Four little tips this week (skip to number four if you’re in a hurry and about to write a test):
1) Changing the tried-and-true word order adds life to your prose.
If you (as many students do) write “however” several times in your essays, switch it occasionally to the second position:
“However, I do not use the word too often.”
“My brother, however, has serious issues with ‘however.'”
Similarly, instead of writing “such as” all the time, try something like this:
“In my spare time I watch such cartoons as ‘Tom and Jerry,’ ‘The Smurfs,’ and ‘South Park.'”
2) Here’s one that you all know but that native speakers are forgetting. (Taken from a Toronto Star article.)

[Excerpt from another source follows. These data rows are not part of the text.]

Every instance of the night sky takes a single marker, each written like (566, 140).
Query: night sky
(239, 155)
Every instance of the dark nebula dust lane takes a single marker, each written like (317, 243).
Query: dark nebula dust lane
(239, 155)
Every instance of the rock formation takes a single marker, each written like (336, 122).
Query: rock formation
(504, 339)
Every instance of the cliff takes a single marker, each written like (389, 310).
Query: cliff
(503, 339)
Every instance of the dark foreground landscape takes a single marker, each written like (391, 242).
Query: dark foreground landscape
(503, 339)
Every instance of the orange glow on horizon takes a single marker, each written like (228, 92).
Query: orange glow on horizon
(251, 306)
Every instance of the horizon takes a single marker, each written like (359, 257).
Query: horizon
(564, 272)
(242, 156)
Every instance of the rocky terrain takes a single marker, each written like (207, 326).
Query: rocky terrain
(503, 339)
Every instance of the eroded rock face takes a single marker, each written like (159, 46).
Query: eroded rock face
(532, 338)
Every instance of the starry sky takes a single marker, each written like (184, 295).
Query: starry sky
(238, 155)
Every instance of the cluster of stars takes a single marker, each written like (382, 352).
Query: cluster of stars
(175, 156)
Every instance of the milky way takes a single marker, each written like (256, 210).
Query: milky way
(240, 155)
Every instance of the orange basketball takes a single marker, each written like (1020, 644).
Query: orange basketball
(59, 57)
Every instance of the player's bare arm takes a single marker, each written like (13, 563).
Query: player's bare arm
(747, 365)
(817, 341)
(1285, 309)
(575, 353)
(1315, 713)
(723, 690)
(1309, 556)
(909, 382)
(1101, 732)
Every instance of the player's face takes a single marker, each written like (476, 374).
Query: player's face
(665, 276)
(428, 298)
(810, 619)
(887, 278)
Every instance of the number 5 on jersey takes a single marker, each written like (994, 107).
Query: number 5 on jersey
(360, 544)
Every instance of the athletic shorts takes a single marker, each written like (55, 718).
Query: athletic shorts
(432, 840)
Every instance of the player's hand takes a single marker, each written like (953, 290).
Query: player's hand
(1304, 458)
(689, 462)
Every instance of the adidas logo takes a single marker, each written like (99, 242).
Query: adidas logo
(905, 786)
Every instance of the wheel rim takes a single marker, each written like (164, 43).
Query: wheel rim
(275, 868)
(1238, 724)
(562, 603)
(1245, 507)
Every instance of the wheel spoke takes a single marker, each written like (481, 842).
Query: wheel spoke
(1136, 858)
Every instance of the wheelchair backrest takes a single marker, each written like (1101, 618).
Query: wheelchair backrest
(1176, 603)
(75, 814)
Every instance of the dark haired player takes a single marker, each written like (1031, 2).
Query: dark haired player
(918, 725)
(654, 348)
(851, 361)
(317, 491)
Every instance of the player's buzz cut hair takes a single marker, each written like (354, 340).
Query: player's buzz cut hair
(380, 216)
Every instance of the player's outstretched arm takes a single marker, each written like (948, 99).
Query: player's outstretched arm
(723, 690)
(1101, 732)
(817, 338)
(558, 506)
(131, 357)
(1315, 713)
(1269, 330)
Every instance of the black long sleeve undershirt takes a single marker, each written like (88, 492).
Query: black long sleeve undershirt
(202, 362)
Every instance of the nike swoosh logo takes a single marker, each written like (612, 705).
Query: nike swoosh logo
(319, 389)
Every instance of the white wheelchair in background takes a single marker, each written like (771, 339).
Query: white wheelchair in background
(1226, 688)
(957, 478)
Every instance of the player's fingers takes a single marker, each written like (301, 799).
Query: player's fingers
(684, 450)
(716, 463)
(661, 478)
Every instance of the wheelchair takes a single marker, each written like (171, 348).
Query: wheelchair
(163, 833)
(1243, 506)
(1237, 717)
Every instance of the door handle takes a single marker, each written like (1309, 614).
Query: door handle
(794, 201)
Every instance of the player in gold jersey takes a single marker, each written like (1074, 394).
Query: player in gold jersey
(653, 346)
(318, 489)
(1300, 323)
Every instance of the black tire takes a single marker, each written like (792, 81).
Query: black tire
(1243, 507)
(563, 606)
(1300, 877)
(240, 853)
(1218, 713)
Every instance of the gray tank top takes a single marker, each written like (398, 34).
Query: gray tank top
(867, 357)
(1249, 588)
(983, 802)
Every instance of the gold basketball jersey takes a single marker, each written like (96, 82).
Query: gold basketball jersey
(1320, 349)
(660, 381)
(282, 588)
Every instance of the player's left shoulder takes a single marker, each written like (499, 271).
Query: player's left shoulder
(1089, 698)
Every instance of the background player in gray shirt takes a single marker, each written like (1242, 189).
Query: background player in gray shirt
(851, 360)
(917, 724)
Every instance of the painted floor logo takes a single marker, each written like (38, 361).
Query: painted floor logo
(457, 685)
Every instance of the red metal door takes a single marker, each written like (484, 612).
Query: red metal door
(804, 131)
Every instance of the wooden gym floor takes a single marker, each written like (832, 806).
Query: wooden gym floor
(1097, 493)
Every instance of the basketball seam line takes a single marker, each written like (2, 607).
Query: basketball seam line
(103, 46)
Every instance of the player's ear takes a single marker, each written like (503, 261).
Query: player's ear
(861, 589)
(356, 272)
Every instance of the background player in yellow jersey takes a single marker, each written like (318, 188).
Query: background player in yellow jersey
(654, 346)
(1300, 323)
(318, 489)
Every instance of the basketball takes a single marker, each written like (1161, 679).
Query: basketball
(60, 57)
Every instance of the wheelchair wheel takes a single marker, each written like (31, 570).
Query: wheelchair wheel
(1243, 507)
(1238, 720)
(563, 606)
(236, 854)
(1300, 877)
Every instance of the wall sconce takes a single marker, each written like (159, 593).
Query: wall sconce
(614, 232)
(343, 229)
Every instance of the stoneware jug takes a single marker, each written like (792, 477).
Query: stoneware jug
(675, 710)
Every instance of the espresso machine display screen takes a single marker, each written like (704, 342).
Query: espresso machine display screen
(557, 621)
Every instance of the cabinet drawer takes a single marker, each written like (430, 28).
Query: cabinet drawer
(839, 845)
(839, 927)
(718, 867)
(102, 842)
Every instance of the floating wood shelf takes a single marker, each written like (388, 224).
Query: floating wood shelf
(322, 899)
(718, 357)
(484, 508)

“The Canadians sleepwalked through the first period and trailed by two goals against the Slovenians who came ready to compete.”
Hmmm. Was the Canadian hockey team somehow leading against a second Slovenian team that did not come “ready to compete”? Were there two Slovenian teams on the ice?
3) Put your name on your essays. Half – got that? HALF!!! – of the essays I have received as e-mail attachments over the past two weeks had no name.
4) If you have the option of choosing questions on a test (e.g. “Answer four of the following five questions.”), do not answer more than you have to. If I ask for seven answers, I grade the first seven given. Not more.
A good test-taker might write answers for nine (instead of seven), then cross out the ones that sound weakest.